Indexes

Imagine you’re feeling nostalgic one day and want to look for a definition in a printed dictionary; you want to know whether ‘crapulent’ really is as funny as you think it is. What makes the dictionary so practical when it comes to finding words and phrases? Well, entries are listed from A to Z. In other words, they are ordered. All you need is the knowledge of the order of the letters in the alphabet. That’s all.

It would be very inefficient if you had to read the entire dictionary until you spotted the single item you’re interested in. In the worst case you could end up reading the entire 20 volumes of the Oxford English Dictionary, at which point you probably don’t care about the assumed funniness of crapulence any longer.
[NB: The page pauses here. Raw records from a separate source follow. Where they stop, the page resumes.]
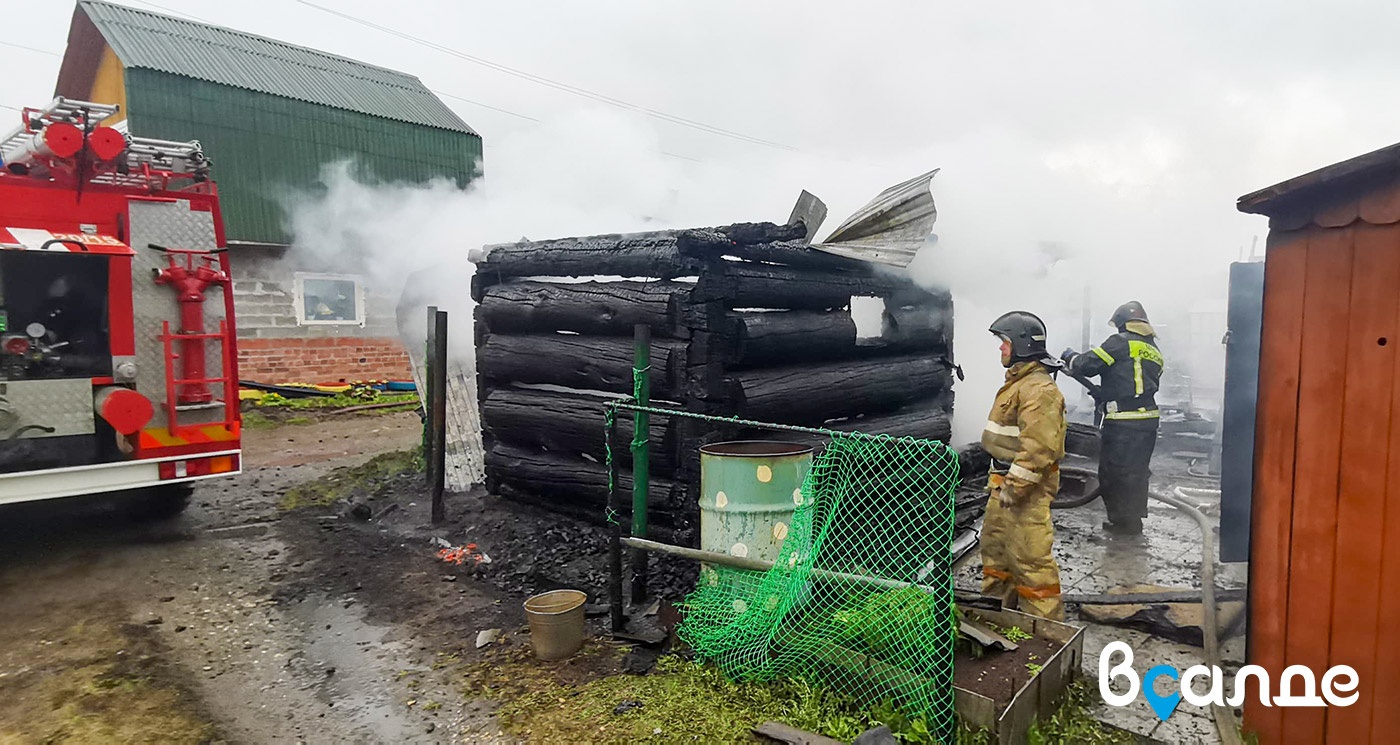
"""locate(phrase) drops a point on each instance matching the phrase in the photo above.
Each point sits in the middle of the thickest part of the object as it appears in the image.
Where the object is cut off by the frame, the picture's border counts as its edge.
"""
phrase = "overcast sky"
(1122, 130)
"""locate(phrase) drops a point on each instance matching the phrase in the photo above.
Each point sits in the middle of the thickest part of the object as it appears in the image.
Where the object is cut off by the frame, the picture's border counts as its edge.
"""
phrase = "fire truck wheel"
(161, 502)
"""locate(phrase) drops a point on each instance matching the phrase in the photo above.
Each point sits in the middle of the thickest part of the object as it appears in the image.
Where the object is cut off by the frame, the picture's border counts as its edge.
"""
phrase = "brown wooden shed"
(1325, 548)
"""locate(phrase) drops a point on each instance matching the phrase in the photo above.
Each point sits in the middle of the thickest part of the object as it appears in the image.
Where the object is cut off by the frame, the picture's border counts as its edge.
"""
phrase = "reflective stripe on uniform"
(1152, 413)
(1024, 474)
(1005, 430)
(1143, 350)
(1038, 593)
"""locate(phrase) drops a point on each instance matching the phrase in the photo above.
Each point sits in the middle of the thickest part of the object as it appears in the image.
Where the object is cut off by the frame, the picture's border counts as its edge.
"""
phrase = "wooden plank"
(1274, 448)
(1385, 684)
(1382, 205)
(1371, 366)
(602, 308)
(1312, 549)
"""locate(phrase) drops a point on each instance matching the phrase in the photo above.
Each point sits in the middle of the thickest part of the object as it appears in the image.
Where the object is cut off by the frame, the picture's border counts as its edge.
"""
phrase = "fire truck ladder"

The same goes for databases. To fetch and retrieve rows in database tables it makes sense to have a simple and fast way to look them up. That is what an index does. It is similar to the index in old-fashioned books: the entries are listed in alphabetical order in the appendix, but the page number to which the entries refer does not generally have any structure. That is, the physical order (when an entry is mentioned in the book) is independent of the logical order (when an entry is listed in the index, from A to Z). In databases we typically do that with the aid of a doubly linked list on the index leaf nodes, so that each node refers to its predecessor and is successor; the leaf nodes are stored in a database block or page, which smallest available storage unit in the database. This data structure makes it easy to run through the list in either direction.

The dictionary we mentioned earlier is an example of an index-organized table (IOT) in Oracle parlance; Microsoft SQL Server calls these objects clustered indexes. The entire table, or dictionary in our example, is ordered alphabetically. As you can imagine, index-organized tables can be useful for read-only lookup tables. For data sets that change frequently, the time needed to insert, update, and/or delete entries can be significant, so that IOTs are generally not recommended.

Where an index leaf node is stored is completely independent of its logical position in the index. Consequently, a database requires a second data structure to sift quickly through the garbled blocks: a balanced search tree, which is also known as a B-tree. The branch nodes of a B-tree correspond to the largest values of the leaf nodes.

When a database does an index lookup, this is what happens:

  1. The B-tree is traversed from the root node to the branch (or header) nodes to find the pointers to relevant leaf node(s);
  2. The leaf node chain is followed to obtain pointers to relevant source rows;
  3. The data is retrieved from the table.

The first step, the tree traversal, has an upper bound, the index depth. All that is stored in the branch nodes are pointers to the leaf blocks and the index values stored in the leaf blocks. Databases can therefore support hundreds of leaves per branch node, making the B-tree traversal very efficient; the index depth is typically not larger than 5. Steps 2 and 3 may require the database to access many blocks. These steps can therefore take a considerable amount of time.

Oh, and in case you are still wondering: crapulent isn’t that funny at all.